Bezoek de website voor leraren en scholieren →

Do you recognise the expression "six degrees of separation"?  Through our relationships with others we are only six steps away from knowing anyone in the world.

Computational Social Science or Sociomaths

The notion that we can reach very many people through friends, and friends of friends, has been around for a while. In the 1960s a social psychologist, Stanley Milgram, conducted a field experiment which has since become very well known. He asked a few hundred people in the US to get a letter delivered to a target person: a complete stranger to them. However, they could not send the letter directly, but only send the letter to someone they did know personally, and whom they thought was somehow closer to the target than themselves. Each of the recipients was of course asked to do the same. You might think that no letter would ever reach the target, but in fact, many did.

When Milgram looked at the letters that arrived, he found that they had needed forwarding only about six times on average. Over the years this experiment has given rise to a lot of research into the connections between people, and quantifying the statistical properties of this worldwide web of personal connections: social network science. That research shows that, through our relationships with others we are, on average, really only six steps away from knowing anyone in the world.

The idea of such connectedness has even made it into films. There is one from 1993 actually called "six degrees of separation", but the actual idea is used more centrally in "Pay it forward" from 2000. It is evident that who you know, and why you know them, is sociologically interesting in itself. However, I want to fan out from one central 'ego' and also look at friends of friends and their connections, and the variations in such patterns that exist. The shape and connectedness, or topology, of that network of the worldwide web of personal connections helps to understand a wide range of social phenomena.
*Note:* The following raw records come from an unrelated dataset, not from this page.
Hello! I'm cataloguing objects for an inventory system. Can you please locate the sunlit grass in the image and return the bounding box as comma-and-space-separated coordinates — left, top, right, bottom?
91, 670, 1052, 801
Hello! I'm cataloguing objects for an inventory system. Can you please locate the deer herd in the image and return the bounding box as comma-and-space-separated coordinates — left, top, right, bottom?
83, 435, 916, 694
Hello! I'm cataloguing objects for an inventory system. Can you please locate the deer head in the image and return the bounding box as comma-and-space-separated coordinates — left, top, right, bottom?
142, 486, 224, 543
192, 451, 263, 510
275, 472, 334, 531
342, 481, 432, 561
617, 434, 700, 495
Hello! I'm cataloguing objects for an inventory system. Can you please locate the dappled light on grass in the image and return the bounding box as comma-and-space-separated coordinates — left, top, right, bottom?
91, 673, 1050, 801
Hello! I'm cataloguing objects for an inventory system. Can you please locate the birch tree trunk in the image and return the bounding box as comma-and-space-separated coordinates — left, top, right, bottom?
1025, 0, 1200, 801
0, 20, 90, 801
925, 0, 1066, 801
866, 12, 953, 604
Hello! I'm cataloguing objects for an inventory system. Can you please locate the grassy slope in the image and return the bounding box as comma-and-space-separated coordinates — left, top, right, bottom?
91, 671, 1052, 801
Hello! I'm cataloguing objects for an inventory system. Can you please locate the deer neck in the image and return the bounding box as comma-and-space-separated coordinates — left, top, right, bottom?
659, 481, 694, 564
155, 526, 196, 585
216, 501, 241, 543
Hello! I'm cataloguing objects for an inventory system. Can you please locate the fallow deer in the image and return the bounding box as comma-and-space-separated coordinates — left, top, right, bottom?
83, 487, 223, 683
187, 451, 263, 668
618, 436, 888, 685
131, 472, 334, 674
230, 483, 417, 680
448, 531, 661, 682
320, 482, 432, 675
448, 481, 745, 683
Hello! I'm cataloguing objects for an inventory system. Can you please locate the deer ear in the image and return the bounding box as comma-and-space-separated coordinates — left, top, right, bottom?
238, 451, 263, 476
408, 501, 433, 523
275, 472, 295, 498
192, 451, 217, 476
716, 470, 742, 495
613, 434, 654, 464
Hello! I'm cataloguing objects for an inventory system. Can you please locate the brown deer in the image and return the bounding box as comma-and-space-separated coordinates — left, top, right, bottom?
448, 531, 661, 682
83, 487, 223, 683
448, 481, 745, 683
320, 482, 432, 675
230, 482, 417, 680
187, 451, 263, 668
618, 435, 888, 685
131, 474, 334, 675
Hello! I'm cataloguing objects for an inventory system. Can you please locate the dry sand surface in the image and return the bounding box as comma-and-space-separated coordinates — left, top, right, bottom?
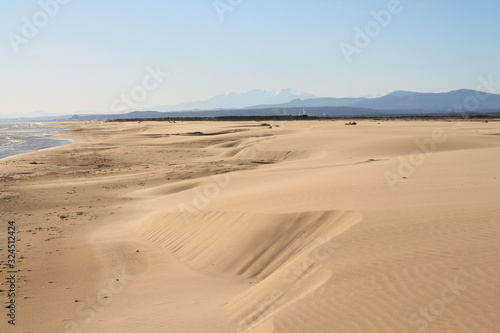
0, 120, 500, 333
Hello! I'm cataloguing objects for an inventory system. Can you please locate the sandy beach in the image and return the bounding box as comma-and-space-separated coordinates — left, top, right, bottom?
0, 120, 500, 333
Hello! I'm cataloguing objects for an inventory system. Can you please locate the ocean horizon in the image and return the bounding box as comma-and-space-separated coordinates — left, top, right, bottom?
0, 122, 72, 159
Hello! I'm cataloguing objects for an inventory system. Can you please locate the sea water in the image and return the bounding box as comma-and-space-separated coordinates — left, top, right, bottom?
0, 122, 71, 159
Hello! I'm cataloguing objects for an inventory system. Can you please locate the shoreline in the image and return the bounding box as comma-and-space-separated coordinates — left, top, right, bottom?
0, 121, 73, 161
0, 120, 500, 333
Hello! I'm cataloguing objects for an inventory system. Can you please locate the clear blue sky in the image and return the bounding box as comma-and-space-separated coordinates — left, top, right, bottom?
0, 0, 500, 116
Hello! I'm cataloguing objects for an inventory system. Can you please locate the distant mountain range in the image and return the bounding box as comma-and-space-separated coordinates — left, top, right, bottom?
0, 89, 500, 121
141, 88, 317, 112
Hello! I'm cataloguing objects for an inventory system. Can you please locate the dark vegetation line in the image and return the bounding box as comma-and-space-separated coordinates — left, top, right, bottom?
106, 114, 500, 122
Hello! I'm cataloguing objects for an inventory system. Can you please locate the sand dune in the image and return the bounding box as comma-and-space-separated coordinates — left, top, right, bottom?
0, 120, 500, 333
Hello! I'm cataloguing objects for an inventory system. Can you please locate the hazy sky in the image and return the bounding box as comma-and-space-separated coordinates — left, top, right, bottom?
0, 0, 500, 116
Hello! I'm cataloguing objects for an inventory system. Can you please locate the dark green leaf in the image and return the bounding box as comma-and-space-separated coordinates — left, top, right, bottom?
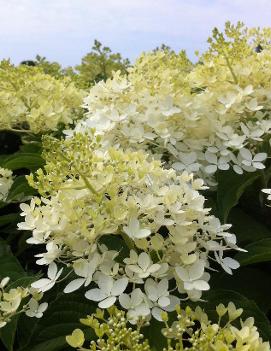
214, 266, 271, 313
217, 170, 260, 223
18, 291, 96, 351
235, 238, 271, 266
228, 207, 271, 245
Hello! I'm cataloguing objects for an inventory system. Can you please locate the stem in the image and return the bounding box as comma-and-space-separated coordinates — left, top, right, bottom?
223, 51, 238, 84
259, 169, 267, 207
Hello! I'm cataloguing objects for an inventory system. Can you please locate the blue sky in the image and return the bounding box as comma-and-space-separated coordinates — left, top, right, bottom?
0, 0, 271, 66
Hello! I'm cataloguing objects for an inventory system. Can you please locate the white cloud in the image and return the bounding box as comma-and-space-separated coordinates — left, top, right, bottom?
0, 0, 271, 64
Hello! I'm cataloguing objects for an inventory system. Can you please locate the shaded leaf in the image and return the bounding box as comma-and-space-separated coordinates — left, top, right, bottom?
217, 170, 260, 223
234, 238, 271, 266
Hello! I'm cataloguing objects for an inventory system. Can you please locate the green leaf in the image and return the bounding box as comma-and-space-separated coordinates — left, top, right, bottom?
228, 207, 271, 246
217, 170, 260, 223
18, 290, 96, 351
201, 289, 271, 341
7, 176, 37, 202
210, 266, 271, 313
0, 316, 19, 351
234, 238, 271, 266
0, 152, 44, 171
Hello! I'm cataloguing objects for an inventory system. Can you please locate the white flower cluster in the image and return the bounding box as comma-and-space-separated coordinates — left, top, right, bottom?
0, 277, 48, 329
66, 27, 271, 184
0, 167, 13, 201
262, 189, 271, 201
18, 134, 243, 322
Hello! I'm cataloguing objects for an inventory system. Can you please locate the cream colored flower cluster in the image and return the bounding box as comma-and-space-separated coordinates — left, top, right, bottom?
66, 302, 270, 351
0, 61, 84, 133
0, 167, 13, 201
0, 277, 48, 329
69, 23, 271, 184
18, 134, 242, 323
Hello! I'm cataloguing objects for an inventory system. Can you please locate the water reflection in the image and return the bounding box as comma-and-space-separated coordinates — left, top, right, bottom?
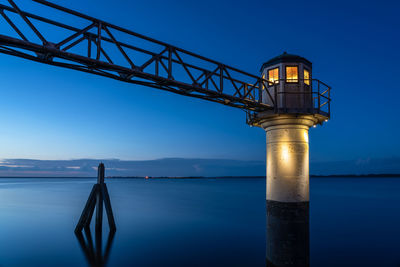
75, 163, 117, 266
267, 200, 310, 267
75, 227, 115, 267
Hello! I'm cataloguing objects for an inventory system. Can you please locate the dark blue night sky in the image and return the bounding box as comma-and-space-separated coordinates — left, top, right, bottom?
0, 0, 400, 166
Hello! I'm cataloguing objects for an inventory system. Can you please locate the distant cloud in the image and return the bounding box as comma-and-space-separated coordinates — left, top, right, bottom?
0, 158, 400, 177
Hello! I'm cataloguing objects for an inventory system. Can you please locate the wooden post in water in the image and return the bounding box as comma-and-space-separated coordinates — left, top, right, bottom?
75, 163, 117, 233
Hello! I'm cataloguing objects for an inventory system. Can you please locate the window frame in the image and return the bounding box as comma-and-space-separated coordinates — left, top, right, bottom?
267, 66, 280, 86
285, 65, 300, 84
303, 67, 312, 86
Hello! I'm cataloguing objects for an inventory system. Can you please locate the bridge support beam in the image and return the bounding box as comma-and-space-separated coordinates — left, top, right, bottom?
260, 115, 317, 266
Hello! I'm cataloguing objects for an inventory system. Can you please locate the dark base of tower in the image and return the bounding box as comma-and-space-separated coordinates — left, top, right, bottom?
267, 200, 310, 267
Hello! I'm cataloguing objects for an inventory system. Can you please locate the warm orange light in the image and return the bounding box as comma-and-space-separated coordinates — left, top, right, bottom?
304, 69, 310, 85
286, 66, 299, 83
268, 68, 279, 84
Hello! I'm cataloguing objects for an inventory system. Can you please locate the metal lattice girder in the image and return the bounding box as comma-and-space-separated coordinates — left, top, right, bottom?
0, 0, 274, 111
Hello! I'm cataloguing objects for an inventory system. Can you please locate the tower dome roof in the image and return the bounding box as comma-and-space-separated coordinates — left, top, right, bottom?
261, 52, 312, 71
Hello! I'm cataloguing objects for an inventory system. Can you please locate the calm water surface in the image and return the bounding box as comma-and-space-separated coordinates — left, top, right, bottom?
0, 178, 400, 266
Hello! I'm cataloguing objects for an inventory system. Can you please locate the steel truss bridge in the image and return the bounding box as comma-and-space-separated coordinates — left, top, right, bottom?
0, 0, 330, 123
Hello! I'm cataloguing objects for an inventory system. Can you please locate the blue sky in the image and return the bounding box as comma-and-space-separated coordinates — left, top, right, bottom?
0, 0, 400, 161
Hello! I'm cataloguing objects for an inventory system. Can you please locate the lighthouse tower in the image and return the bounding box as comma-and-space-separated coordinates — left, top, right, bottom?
249, 52, 330, 266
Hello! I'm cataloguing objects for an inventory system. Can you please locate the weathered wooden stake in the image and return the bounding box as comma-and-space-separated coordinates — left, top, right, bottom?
75, 163, 117, 233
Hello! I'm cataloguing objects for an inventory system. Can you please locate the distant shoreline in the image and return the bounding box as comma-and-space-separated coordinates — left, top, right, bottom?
0, 173, 400, 179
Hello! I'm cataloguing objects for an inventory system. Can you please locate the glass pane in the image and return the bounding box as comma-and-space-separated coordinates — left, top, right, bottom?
286, 66, 299, 83
304, 69, 310, 85
268, 68, 279, 83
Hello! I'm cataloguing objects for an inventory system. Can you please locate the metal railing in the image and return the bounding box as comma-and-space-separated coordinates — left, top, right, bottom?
246, 79, 331, 124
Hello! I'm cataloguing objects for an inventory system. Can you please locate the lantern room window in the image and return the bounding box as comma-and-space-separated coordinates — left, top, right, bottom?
304, 69, 310, 85
286, 66, 299, 83
268, 68, 279, 85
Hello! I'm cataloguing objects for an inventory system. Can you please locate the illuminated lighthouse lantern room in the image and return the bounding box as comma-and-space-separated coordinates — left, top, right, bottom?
255, 52, 330, 266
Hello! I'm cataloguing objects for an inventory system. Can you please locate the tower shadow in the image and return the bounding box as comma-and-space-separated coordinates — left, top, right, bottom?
75, 163, 117, 266
75, 228, 115, 267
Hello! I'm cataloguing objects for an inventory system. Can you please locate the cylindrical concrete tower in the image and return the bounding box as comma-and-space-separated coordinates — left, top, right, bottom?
250, 53, 330, 266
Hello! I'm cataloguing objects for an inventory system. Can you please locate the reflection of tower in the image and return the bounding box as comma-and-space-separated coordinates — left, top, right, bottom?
250, 53, 330, 266
75, 163, 117, 266
75, 228, 115, 267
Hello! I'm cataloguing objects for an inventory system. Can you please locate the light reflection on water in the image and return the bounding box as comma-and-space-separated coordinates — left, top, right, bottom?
0, 178, 400, 266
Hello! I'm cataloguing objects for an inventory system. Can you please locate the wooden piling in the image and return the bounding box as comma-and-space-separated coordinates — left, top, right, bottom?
75, 163, 117, 233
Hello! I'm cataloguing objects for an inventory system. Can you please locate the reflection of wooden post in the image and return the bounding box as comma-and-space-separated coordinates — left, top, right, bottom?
75, 163, 117, 233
This is true for what you might call the ‘smallest’ scales of the network: for instance, the number of links any person has, and how well linked each of this persons’ connections are with each other. It is also true when taking larger and larger neighbourhoods, i.e. links further and further away from any one person, where you may see that there are clusters of people all relatively well connected with each other, but less connected to people outside such a community. The mathematical properties of networks of connections (relationships) between nodes (people) helps a lot in understanding how a sense of belonging to a community might form spontaneously out of personal choices and circumstances. The spreading of epidemics, or fake news, or investment choices and associated flash booms and crashes all connect to this topology too (to read more on this topic I recommed the article Foundations of complexity economics by William Brian Arthur). But, so do community support groups and social care and new romantic relationships.

All these individual strands together make up the fabric of society. Phenomena like social cohesion and polarisation emerge from individual interactions on the social network of relationships between people. So, what does this network look like? There exist algorithms to identify clumps or cliques: within which everyone knows everyone, an example being the Leiden algorithm. Currently research is ongoing to attempt to measure how many of those there are in a country like the Netherlands.

Even if six degrees of separation were the typical number, what is the variation around this? Attempts at measuring distribution functions of network links [2] show that the number of links any given person has in a social network (which is called its degree) is in fact very broad, with a peak somewhere between 20 and 30 links, a mean value around 82.7 but also with a long tail towards people having hundreds of links as well as there being many people with very few links.

Figure 1: The information on the number of relations per person (Edges, Mean, Median) and the  corresponding distribution are shown for those persons that have the corresponding relation (column layer) with other persons (taken from [1]).

As a consequence, the number of steps required to go from one person to any other along such a network will have an enormous range as well.  Clearly the answer to questions like these are about the mathematical and statistical properties of real-world social networks. The experiment of Milgram was the inspiration for a completely new field of research which combines sociology with computing and maths. Sociomaths is not in common use as a word, perhaps for good reason, but computational social science has definitely taken off.

Node characteristics, link directions, and weights

The simplest view of a network is that of nodes and links between those nodes. Nothing distinguishes individual nodes, and links are either there or they're not. Even in such a monochrome world there is plenty to explore. You could think of networks for which the number of links that every node has, is distributed according to a distribution function that looks much like a normal, Gaussian distribution function, or even a network where every node has exactly the same number of links attached to it. However, far more common is a distribution that is very different from these. From small scale studies as well as from larger scale research using various social media platforms, the distribution function is known to be very skewed and it behaves more like a power law: the majority of nodes has relatively few links, but there are a few nodes with really orders of magnitude more connections. This is a very interesting property, also because much less is known about how such networks respond to signals and information that has to travel over them, than networks with more uniform link distributions.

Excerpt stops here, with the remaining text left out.